Today, the news comes from Haiti that a sizable earthquake has devastated that poverty-stricken nation. Back when I was a kid, the little evangelical free church my family attended in London used to regularly provide supplies to Haitian communities. We wrote letters to Haitian kids. Things were hard there thirty years ago, and they haven't improved. It is the Bangladesh of the Northern Hemisphere. The reports coming in this morning are spotty, but the likelihood is that there are many, many thousands dead. Slipshod construction and the crowding that comes from endemic poverty makes a temblor unusually devastating. Wretchedly undeveloped infrastructure and incompetent, corrupt government make it even worse. It is going to be bad.
Over the next week or so, the eyes of our nation will be turned to that broken state. Until some juicy celebrity scandal reclaims our undivided attention, that is. During this week, I do not doubt that somewhere, someone who claims to be a follower of Jesus of Nazareth will decide that God is somehow responsible for this event. Perhaps Haitians were not praying hard enough. Or they weren't the "right sort of Christian." Or they were immoral. Maybe someone will decide that the practice of vodun is to blame. There has to be a reason!
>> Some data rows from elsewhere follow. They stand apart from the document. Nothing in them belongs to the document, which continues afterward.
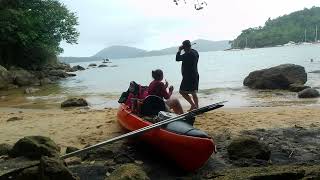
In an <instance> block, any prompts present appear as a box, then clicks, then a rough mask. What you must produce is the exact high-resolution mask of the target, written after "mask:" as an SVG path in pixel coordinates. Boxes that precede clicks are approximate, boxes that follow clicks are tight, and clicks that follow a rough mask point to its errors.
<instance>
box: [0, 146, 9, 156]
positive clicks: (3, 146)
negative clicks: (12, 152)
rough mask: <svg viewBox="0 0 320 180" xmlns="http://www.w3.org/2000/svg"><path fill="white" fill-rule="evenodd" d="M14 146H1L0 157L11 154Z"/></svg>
mask: <svg viewBox="0 0 320 180" xmlns="http://www.w3.org/2000/svg"><path fill="white" fill-rule="evenodd" d="M11 149H12V146H11V145H9V144H0V156H2V155H7V154H9V152H10V150H11Z"/></svg>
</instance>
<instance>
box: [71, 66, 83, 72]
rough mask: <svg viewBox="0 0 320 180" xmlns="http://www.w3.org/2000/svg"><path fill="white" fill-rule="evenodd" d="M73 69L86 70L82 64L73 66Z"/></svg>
mask: <svg viewBox="0 0 320 180" xmlns="http://www.w3.org/2000/svg"><path fill="white" fill-rule="evenodd" d="M72 70H73V71H83V70H86V69H85V68H84V67H82V66H80V65H76V66H73V67H72Z"/></svg>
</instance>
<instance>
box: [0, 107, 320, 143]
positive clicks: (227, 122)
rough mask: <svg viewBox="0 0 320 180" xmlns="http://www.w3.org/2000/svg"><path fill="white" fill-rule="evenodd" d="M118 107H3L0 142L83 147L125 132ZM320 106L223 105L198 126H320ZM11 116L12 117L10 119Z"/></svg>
mask: <svg viewBox="0 0 320 180" xmlns="http://www.w3.org/2000/svg"><path fill="white" fill-rule="evenodd" d="M116 112H117V109H104V110H90V109H67V110H62V109H47V110H43V109H42V110H41V109H32V110H30V109H13V108H0V143H9V144H13V143H15V142H16V141H17V140H18V139H20V138H22V137H24V136H30V135H42V136H48V137H50V138H52V139H53V140H54V141H55V142H57V143H58V145H59V146H61V147H62V148H65V147H67V146H75V147H79V148H81V147H84V146H86V145H88V144H94V143H96V142H99V141H102V140H105V139H108V138H111V137H115V136H117V135H120V134H121V133H123V131H122V129H121V128H120V127H119V125H118V123H117V120H116ZM319 117H320V107H317V106H312V107H306V106H304V107H270V108H234V109H229V108H222V109H220V110H217V111H212V112H209V113H206V114H204V115H202V116H199V117H198V118H197V121H196V123H195V126H196V127H197V128H199V129H201V130H204V131H205V132H207V133H208V134H222V133H230V134H231V135H235V136H236V135H237V134H238V133H239V132H241V131H243V130H254V129H272V128H286V127H306V128H308V127H319V126H320V121H319ZM9 119H10V120H9Z"/></svg>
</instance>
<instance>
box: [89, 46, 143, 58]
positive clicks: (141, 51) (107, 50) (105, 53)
mask: <svg viewBox="0 0 320 180" xmlns="http://www.w3.org/2000/svg"><path fill="white" fill-rule="evenodd" d="M146 52H147V51H145V50H143V49H138V48H134V47H129V46H110V47H108V48H104V49H102V50H101V51H99V52H98V53H97V54H95V55H94V56H93V57H100V58H109V59H120V58H133V57H139V56H141V54H143V53H146Z"/></svg>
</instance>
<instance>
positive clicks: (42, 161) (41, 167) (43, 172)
mask: <svg viewBox="0 0 320 180" xmlns="http://www.w3.org/2000/svg"><path fill="white" fill-rule="evenodd" d="M39 174H40V178H39V179H43V180H58V179H59V180H60V179H61V180H62V179H63V180H78V179H79V178H77V177H76V176H74V175H73V174H72V173H71V172H70V171H69V169H68V168H67V167H66V166H65V165H64V163H63V161H61V160H60V159H55V158H49V157H46V156H43V157H41V159H40V165H39Z"/></svg>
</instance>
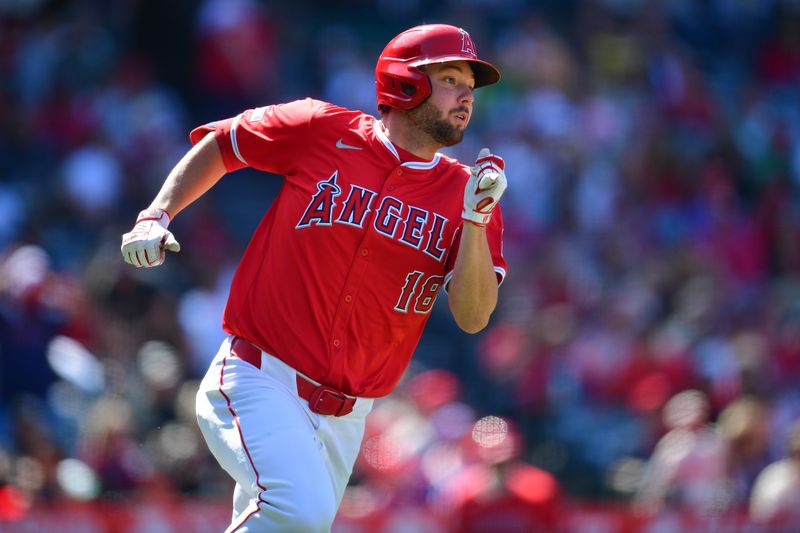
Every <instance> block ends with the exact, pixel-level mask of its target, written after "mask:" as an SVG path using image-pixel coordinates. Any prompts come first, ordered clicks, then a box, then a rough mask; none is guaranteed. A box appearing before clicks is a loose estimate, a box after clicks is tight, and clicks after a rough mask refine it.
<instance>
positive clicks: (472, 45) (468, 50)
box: [458, 28, 478, 57]
mask: <svg viewBox="0 0 800 533" xmlns="http://www.w3.org/2000/svg"><path fill="white" fill-rule="evenodd" d="M458 31H459V32H461V51H462V52H464V53H465V54H469V55H470V56H472V57H478V53H477V52H476V51H475V43H473V42H472V37H470V36H469V33H467V32H466V31H465V30H464V29H462V28H459V29H458Z"/></svg>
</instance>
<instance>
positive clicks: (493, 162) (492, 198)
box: [461, 148, 508, 226]
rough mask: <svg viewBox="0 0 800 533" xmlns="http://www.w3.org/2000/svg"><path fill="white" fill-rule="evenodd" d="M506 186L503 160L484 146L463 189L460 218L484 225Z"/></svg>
mask: <svg viewBox="0 0 800 533" xmlns="http://www.w3.org/2000/svg"><path fill="white" fill-rule="evenodd" d="M507 186H508V182H507V181H506V174H505V162H504V161H503V159H502V158H501V157H499V156H496V155H493V154H491V153H490V152H489V150H488V149H487V148H484V149H483V150H481V151H480V153H479V154H478V160H477V161H476V162H475V166H474V167H472V169H471V175H470V177H469V180H467V185H466V187H465V189H464V209H463V211H462V212H461V218H463V219H464V220H467V221H469V222H472V223H473V224H476V225H478V226H486V225H487V224H488V223H489V221H490V220H491V219H492V211H493V210H494V208H495V206H497V204H498V202H499V201H500V197H501V196H503V193H504V192H505V190H506V187H507Z"/></svg>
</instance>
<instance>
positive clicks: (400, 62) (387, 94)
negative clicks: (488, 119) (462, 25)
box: [375, 24, 500, 109]
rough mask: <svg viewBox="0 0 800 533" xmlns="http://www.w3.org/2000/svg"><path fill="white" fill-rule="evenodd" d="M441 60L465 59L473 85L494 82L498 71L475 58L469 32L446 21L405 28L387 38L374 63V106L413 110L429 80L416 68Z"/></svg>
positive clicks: (479, 85) (425, 88)
mask: <svg viewBox="0 0 800 533" xmlns="http://www.w3.org/2000/svg"><path fill="white" fill-rule="evenodd" d="M445 61H468V62H469V63H470V65H471V66H472V71H473V73H474V74H475V88H478V87H483V86H484V85H491V84H492V83H497V81H498V80H499V79H500V71H499V70H497V68H495V67H494V66H493V65H491V64H490V63H487V62H486V61H481V60H480V59H478V51H477V49H476V48H475V43H473V42H472V38H471V37H470V36H469V34H468V33H467V32H466V31H464V30H462V29H461V28H456V27H455V26H450V25H448V24H426V25H424V26H416V27H414V28H411V29H408V30H406V31H404V32H403V33H401V34H400V35H398V36H397V37H395V38H394V39H392V40H391V41H389V44H387V45H386V48H384V49H383V52H381V55H380V57H379V58H378V64H377V65H376V66H375V92H376V94H377V96H378V108H380V107H381V106H389V107H395V108H397V109H413V108H415V107H417V106H418V105H419V104H421V103H422V102H424V101H425V99H426V98H428V96H430V94H431V82H430V80H429V79H428V76H427V75H426V74H425V72H423V71H422V70H421V69H420V68H419V67H420V66H422V65H429V64H431V63H444V62H445Z"/></svg>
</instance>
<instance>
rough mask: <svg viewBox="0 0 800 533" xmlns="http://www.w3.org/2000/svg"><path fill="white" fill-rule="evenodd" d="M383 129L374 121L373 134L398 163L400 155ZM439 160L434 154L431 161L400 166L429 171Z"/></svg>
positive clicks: (439, 156)
mask: <svg viewBox="0 0 800 533" xmlns="http://www.w3.org/2000/svg"><path fill="white" fill-rule="evenodd" d="M383 127H384V126H383V123H382V122H381V121H380V120H376V121H375V127H374V128H373V129H374V130H375V134H376V135H377V136H378V138H379V139H380V140H381V142H382V143H383V145H384V146H385V147H386V149H387V150H389V151H390V152H392V154H394V156H395V157H396V158H397V160H398V161H400V154H398V153H397V148H395V146H394V144H393V143H392V141H390V140H389V137H387V136H386V132H385V131H383ZM441 159H442V154H440V153H439V152H436V154H435V155H434V156H433V159H431V160H430V161H409V162H407V163H402V164H401V165H400V166H401V167H406V168H413V169H415V170H430V169H432V168H433V167H435V166H436V165H438V164H439V161H441Z"/></svg>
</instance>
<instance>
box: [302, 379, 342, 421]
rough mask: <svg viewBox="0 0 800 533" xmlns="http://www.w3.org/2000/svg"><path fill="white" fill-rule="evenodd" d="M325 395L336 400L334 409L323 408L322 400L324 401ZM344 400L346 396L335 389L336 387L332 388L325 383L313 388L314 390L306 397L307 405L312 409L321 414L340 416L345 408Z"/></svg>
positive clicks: (313, 410) (323, 407)
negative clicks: (325, 384)
mask: <svg viewBox="0 0 800 533" xmlns="http://www.w3.org/2000/svg"><path fill="white" fill-rule="evenodd" d="M326 396H329V397H331V398H333V399H335V400H337V401H338V405H336V406H335V407H336V409H335V410H330V409H325V408H324V406H323V405H322V402H324V401H325V397H326ZM346 400H347V396H345V395H344V394H342V393H341V392H339V391H337V390H336V389H332V388H331V387H328V386H327V385H320V386H318V387H317V388H316V389H314V392H312V393H311V397H310V398H309V399H308V406H309V408H310V409H311V410H312V411H314V412H315V413H318V414H321V415H334V416H340V414H341V413H342V411H343V410H344V408H345V405H346V403H345V402H346Z"/></svg>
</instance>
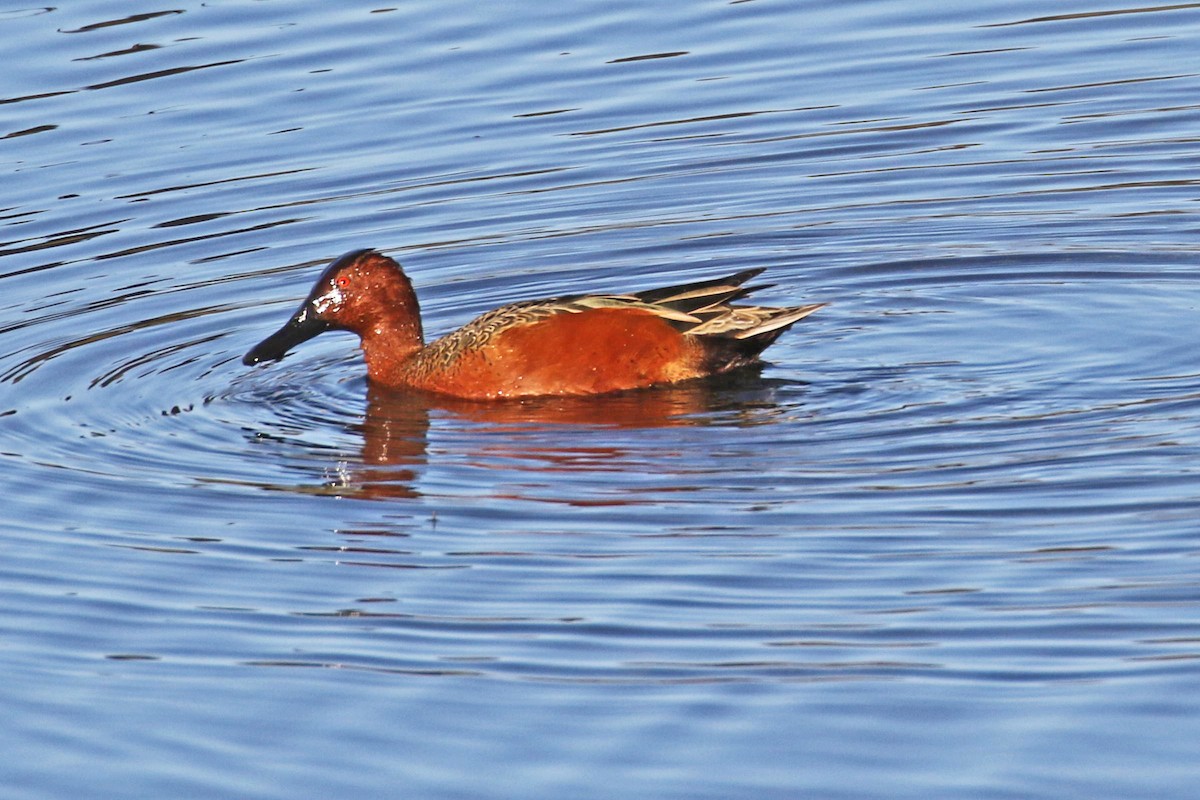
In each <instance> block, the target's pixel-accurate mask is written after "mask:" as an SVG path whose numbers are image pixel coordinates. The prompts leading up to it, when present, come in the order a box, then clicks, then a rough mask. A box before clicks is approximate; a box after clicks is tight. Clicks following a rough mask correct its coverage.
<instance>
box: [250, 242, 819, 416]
mask: <svg viewBox="0 0 1200 800" xmlns="http://www.w3.org/2000/svg"><path fill="white" fill-rule="evenodd" d="M760 272H762V270H761V269H757V270H746V271H744V272H738V273H737V275H731V276H730V277H727V278H720V279H716V281H703V282H700V283H685V284H683V285H677V287H668V288H664V289H650V290H648V291H635V293H630V294H600V295H570V296H562V297H551V299H547V300H528V301H524V302H517V303H512V305H510V306H504V307H502V308H497V309H496V311H491V312H487V313H486V314H484V315H481V317H479V318H478V319H475V320H474V321H470V323H468V324H467V325H464V326H463V327H460V329H458V330H457V331H454V332H452V333H448V335H446V336H443V337H442V338H439V339H437V341H436V342H432V343H430V344H425V337H424V335H422V332H421V315H420V311H419V308H418V305H416V294H415V293H414V291H413V284H412V282H410V281H409V279H408V276H407V275H404V272H403V270H401V267H400V264H397V263H396V261H395V260H392V259H390V258H388V257H386V255H383V254H380V253H378V252H376V251H373V249H358V251H354V252H350V253H347V254H346V255H342V257H341V258H338V259H337V260H336V261H334V263H332V264H331V265H330V266H329V267H328V269H326V270H325V271H324V272H323V273H322V276H320V278H318V279H317V285H316V287H313V290H312V293H311V294H310V295H308V297H307V300H305V301H304V303H301V306H300V308H299V311H296V313H295V314H293V317H292V319H289V320H288V321H287V324H286V325H283V327H281V329H280V330H278V331H277V332H275V333H272V335H271V336H269V337H268V338H265V339H264V341H263V342H262V343H259V344H258V345H257V347H254V348H253V349H252V350H251V351H250V353H247V354H246V357H245V359H242V362H244V363H246V365H247V366H248V365H256V363H259V362H262V361H269V360H275V361H278V360H280V359H282V357H283V356H284V355H286V354H287V351H288V350H289V349H292V348H293V347H295V345H296V344H300V343H301V342H305V341H307V339H310V338H312V337H314V336H317V335H318V333H320V332H323V331H328V330H348V331H353V332H354V333H358V335H359V337H360V339H361V347H362V353H364V355H365V359H366V363H367V377H368V378H370V380H371V381H372V383H373V384H377V385H382V386H388V387H394V389H400V387H410V389H418V390H422V391H430V392H438V393H442V395H450V396H454V397H462V398H469V399H502V398H511V397H530V396H547V395H600V393H605V392H614V391H622V390H626V389H641V387H646V386H656V385H661V384H673V383H677V381H680V380H689V379H692V378H701V377H704V375H714V374H719V373H722V372H728V371H731V369H736V368H738V367H742V366H745V365H749V363H754V362H756V361H757V360H758V354H760V353H762V351H763V349H766V348H767V345H768V344H770V343H772V342H774V341H775V339H776V338H778V337H779V335H780V333H782V332H784V331H786V330H787V329H788V327H791V326H792V325H794V324H796V323H797V321H799V320H802V319H804V318H805V317H808V315H809V314H811V313H812V312H815V311H816V309H817V308H821V307H822V306H824V303H812V305H809V306H793V307H788V308H764V307H760V306H732V305H730V303H731V302H732V301H734V300H737V299H739V297H744V296H745V295H746V294H749V293H750V291H752V290H754V289H755V288H761V287H743V285H742V284H743V283H745V282H746V281H749V279H750V278H752V277H754V276H756V275H758V273H760Z"/></svg>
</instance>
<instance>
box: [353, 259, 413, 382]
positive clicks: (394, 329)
mask: <svg viewBox="0 0 1200 800" xmlns="http://www.w3.org/2000/svg"><path fill="white" fill-rule="evenodd" d="M390 294H392V295H394V296H390V297H386V299H385V301H384V302H383V303H380V306H382V308H384V309H385V313H383V314H380V315H379V317H378V318H377V319H374V320H372V321H371V324H370V325H367V326H365V329H364V330H362V331H361V332H360V338H361V343H360V344H361V347H362V355H364V357H365V360H366V363H367V375H368V377H370V378H371V379H372V380H373V381H377V383H383V384H388V385H392V384H395V383H396V380H395V379H394V378H392V375H395V374H396V373H397V371H400V369H401V367H402V365H403V363H404V362H407V361H408V360H409V359H412V357H413V356H414V355H415V354H416V353H419V351H420V350H421V348H424V347H425V336H424V333H422V331H421V312H420V308H419V307H418V305H416V293H415V291H413V287H412V284H410V283H409V282H408V281H403V283H402V285H396V287H394V288H392V290H391V293H390Z"/></svg>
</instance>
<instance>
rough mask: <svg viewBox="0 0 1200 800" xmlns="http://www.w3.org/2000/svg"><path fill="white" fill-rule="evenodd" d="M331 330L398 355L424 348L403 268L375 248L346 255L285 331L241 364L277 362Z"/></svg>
mask: <svg viewBox="0 0 1200 800" xmlns="http://www.w3.org/2000/svg"><path fill="white" fill-rule="evenodd" d="M330 330H344V331H353V332H354V333H358V335H359V337H360V338H361V339H362V347H364V349H366V348H367V342H368V341H370V342H379V343H382V344H384V345H386V347H391V348H395V349H397V350H402V349H412V348H419V347H421V343H422V335H421V318H420V312H419V309H418V306H416V294H415V293H414V291H413V284H412V282H410V281H409V279H408V276H407V275H404V271H403V270H402V269H401V267H400V264H397V263H396V261H395V260H394V259H391V258H388V257H386V255H383V254H382V253H378V252H376V251H373V249H356V251H352V252H349V253H347V254H346V255H342V257H341V258H338V259H337V260H335V261H334V263H332V264H330V265H329V266H328V267H326V269H325V271H324V272H322V275H320V277H319V278H317V283H316V285H314V287H313V288H312V291H311V293H308V296H307V297H306V299H305V301H304V302H302V303H300V308H298V309H296V312H295V313H294V314H292V318H290V319H289V320H288V321H287V323H284V325H283V327H281V329H280V330H277V331H276V332H275V333H271V335H270V336H268V337H266V338H265V339H263V341H262V342H259V343H258V344H256V345H254V347H253V348H251V350H250V353H247V354H246V355H245V357H244V359H242V360H241V362H242V363H245V365H246V366H252V365H256V363H260V362H263V361H278V360H281V359H282V357H283V356H284V355H287V353H288V351H289V350H290V349H292V348H294V347H295V345H298V344H300V343H301V342H307V341H308V339H311V338H312V337H314V336H317V335H318V333H323V332H325V331H330Z"/></svg>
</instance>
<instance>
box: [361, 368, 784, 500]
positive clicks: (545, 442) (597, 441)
mask: <svg viewBox="0 0 1200 800" xmlns="http://www.w3.org/2000/svg"><path fill="white" fill-rule="evenodd" d="M756 375H757V371H756V369H755V368H746V369H740V371H738V372H737V373H731V374H730V375H725V377H721V378H710V379H707V380H694V381H689V383H686V384H680V385H677V386H664V387H661V389H656V390H652V391H629V392H619V393H613V395H605V396H602V397H595V396H586V397H535V398H527V399H523V401H521V402H512V403H480V402H476V401H464V399H458V398H454V397H445V396H439V395H431V393H428V392H414V391H406V390H390V389H383V387H379V386H372V385H368V386H367V408H366V417H365V419H364V420H362V422H361V427H360V426H359V425H355V426H354V427H355V429H356V431H359V432H360V433H361V434H362V457H361V461H360V462H359V463H356V464H347V463H343V464H342V470H343V474H342V477H341V481H340V486H341V488H342V489H343V491H344V492H346V493H347V494H352V495H354V497H359V498H374V499H379V498H413V497H419V495H420V494H422V492H421V491H420V489H419V488H418V485H419V483H420V474H421V471H422V469H424V467H425V465H426V463H427V462H428V458H427V452H426V449H427V445H428V440H430V429H431V427H436V426H443V427H449V428H452V429H454V431H455V437H454V438H452V441H457V443H458V446H460V447H461V452H460V453H458V455H457V456H455V455H454V453H452V452H445V451H446V449H448V447H449V449H450V450H451V451H452V450H455V446H454V445H451V444H448V443H443V444H442V445H440V446H439V451H442V456H443V457H444V458H448V459H449V461H458V462H460V463H470V464H474V465H478V467H488V465H492V464H509V465H511V464H512V463H514V462H518V463H521V464H522V469H524V470H532V471H536V473H566V471H577V470H583V471H588V470H596V469H600V470H604V471H613V470H619V469H623V468H624V465H628V463H629V462H630V459H631V458H632V459H635V461H636V459H637V456H636V453H631V451H630V447H631V446H632V444H634V443H636V441H638V439H637V435H636V434H629V433H623V432H630V431H640V429H650V428H667V427H677V426H678V427H683V426H692V425H709V423H710V422H712V420H713V414H715V413H725V411H727V413H730V414H733V415H734V417H733V423H734V425H737V423H738V421H737V420H738V419H742V416H743V414H745V415H748V416H746V421H748V422H749V420H750V417H754V416H758V415H761V414H763V413H764V409H767V408H768V407H770V408H773V403H772V402H770V401H769V398H768V395H769V393H770V390H764V389H763V386H762V383H761V381H760V380H757V378H756ZM748 398H749V402H748ZM722 416H725V415H724V414H722ZM448 421H449V423H450V425H449V426H446V425H445V423H446V422H448ZM726 421H727V422H728V420H726ZM581 429H590V431H594V432H596V431H611V432H612V433H610V434H604V433H601V434H599V435H582V437H581V435H568V434H565V433H564V432H566V431H575V432H578V431H581ZM473 434H474V435H473ZM497 434H500V435H497ZM631 437H632V438H631Z"/></svg>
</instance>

We can't help ourselves. We want to believe that faith somehow gets us excused from suffering, even though our faith teaches no such thing. We want to believe that just praying hard enough will protect us from disaster and keep us fat and happy and rolling in material blessings, even though our faith shows us nothing of the sort. Our desire to come up with a theological reason for the bad things that happen has nothing to do with our Maker, and everything to do with our own egocentrism.
But the reality of existence is that we are small and easily broken, and that death comes eventually to us all. Faith does not change that reality. What it does, though, is help us respond to that reality. What a faithful response needs to be has nothing to do with explanations or justifications. That sort of speculation is actively counterproductive.
Instead, Christians need to respond with caring. We need to be providing evidence of the love that lies at the heart of our faith. That will come in the form of material aid, in doctors and medicine and food and blankets and rebuilding supplies. It will come through the presence of aid workers who give comfort.
It is that caring that matters, that work that matters, that effort to bring about good in the face of the reality of our smallness and mortality that matters.